1. Histopathological examination shows abnormal proliferation of melanocytes, cell nests in the epidermis or epidermis-dermis, and the nucleolus is usually eosinophilic "bird eye-like", in invasive melanoma, in the dermis or subcutaneous tissue See melanoma cells.

For a typical melanoma, the general HE staining section pathology examination can confirm the diagnosis, but atypical melanoma, such as non-pigmented melanoma, often need to add some special techniques (such as S-100 and HMB-45). Immunohistochemical examination) is helpful for diagnosis.

2. Urine examination When a large amount of melanogen and its metabolites appear in the urine and appear as black urine, it is helpful for the diagnosis of melanoma.

X-ray film, B-ultrasound, CT, MRI and radionuclide scanning tests can help to determine whether the black tumor has lung, liver, kidney, brain and other visceral metastases.

Diagnosis

Diagnosis and diagnosis of malignant melanoma of the skin

diagnosis

1. History and symptoms Detailed medical history and physical examination are very important for diagnosis. Any pigmented skin lesions on the body surface, if suddenly increased, there will be pigmentation halo or pigment loss around, scaly, exudation, ulceration, bleeding, hair removal. In the vicinity of satellite nodules, local itching, etc., should consider the occurrence of melanoma.

2. Laboratory examination

(1) Urine examination: Usually laboratory tests are not helpful for diagnosis, but when melanoma has undergone extensive metastasis, a large amount of melanogen and its metabolites may appear in the urine and appear as black urine.

(2) Histopathological examination: to determine the definition of melanoma, the type of tumor, the depth of invasion, the maximum vertical thickness, the cell division phase, whether there is ulcer on the surface, the invasion of basal vessels and lymphatic vessels, and the presence or absence of cellular inflammatory reactions. Diagnostic description.

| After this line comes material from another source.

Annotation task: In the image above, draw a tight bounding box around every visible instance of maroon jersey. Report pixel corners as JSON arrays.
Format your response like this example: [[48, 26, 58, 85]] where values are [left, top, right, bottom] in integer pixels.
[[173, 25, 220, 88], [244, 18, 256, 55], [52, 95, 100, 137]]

For patients who have been diagnosed with melanoma, detailed examination of the presence or absence of regional lymph node metastasis and distant metastasis is important for the development of treatment options and prognosis. Studies have shown that clinical lymph node metastasis is found by palpation. Compared with micrometastasis or subclinial metastasis, the probability of long-term survival is reduced by 20% to 50%. Therefore, it is necessary to determine whether there is lymph node micrometastasis at the early stage. The 5-year survival rate is of great significance.

Differential diagnosis

Malignant melanoma should be distinguished from pigmented nevi, pigmentary basal cell carcinoma, pigmented seborrheic keratosis, cutaneous fibroids or sclerosing hemangioma, and subcutaneous melanoma still requires an old subcutaneous hematoma. Differentiate.